老朽化マンション再生へ “画期的”技術が登場(17/11/05)(youtube/ANNnewsCH)
こちらのニュース動画(ANNnewsCH)で紹介されている通り、この技術の核は「既存躯体の8割を再利用」することにあります。単なる表面的なリノベーションとは一線を画し、一度スケルトン状態にして建物を軽量化。さらに最新の耐震補強と鉄筋のサビを防ぐ特殊な液体注入を施すことで、現在の耐震基準をクリアし、新築同様の寿命へと引き上げます。

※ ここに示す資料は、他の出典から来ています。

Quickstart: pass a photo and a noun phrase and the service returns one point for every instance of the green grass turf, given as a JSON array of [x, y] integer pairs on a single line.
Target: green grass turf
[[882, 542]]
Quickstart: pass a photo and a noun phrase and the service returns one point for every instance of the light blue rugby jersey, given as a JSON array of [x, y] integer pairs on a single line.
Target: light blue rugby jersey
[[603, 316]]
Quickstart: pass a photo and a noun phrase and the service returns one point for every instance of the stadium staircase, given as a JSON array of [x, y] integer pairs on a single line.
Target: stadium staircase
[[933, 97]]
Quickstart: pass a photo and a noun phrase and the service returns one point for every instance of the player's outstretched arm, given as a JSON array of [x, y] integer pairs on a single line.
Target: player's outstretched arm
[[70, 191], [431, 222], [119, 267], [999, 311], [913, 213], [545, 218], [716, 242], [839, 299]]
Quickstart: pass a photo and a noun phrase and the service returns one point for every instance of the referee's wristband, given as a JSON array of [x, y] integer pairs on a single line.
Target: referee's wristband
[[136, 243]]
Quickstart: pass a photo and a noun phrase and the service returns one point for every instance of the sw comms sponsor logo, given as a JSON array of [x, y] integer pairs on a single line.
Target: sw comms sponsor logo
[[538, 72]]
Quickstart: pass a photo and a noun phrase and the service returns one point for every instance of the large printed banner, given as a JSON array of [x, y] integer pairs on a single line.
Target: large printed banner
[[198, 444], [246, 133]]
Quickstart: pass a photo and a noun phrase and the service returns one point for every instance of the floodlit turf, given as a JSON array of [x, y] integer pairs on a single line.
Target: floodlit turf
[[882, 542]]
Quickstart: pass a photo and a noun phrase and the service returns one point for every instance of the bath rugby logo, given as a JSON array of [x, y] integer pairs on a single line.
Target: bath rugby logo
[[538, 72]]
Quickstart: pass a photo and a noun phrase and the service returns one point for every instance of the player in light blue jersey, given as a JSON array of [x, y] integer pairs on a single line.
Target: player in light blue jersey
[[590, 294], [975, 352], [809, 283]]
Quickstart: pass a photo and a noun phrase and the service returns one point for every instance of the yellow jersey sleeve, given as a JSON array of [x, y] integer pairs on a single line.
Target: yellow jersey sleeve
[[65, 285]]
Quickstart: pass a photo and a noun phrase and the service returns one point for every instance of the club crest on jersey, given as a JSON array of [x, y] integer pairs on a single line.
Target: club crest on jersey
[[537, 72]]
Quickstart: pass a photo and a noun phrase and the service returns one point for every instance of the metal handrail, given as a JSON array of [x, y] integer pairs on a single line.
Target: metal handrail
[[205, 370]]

特筆すべきは、単なる「延命」にとどまらない点です。建て替えを選択した場合、現行の法規制(高さ制限など)によって以前より規模が小さくなってしまうケースも少なくありません。しかし、リファイニング建築であれば既存の規模を維持しつつ、竣工後に「検査済証」を取得することが可能です。これにより資産価値は新築と同等にまで回復します。
新築よりも工期は約1年短縮され、建築費も3割ほど抑えられるというこの技術。スクラップ&ビルドに代わる、これからの日本の「都市の持続可能性」を象徴する画期的なアプローチと言えるでしょう。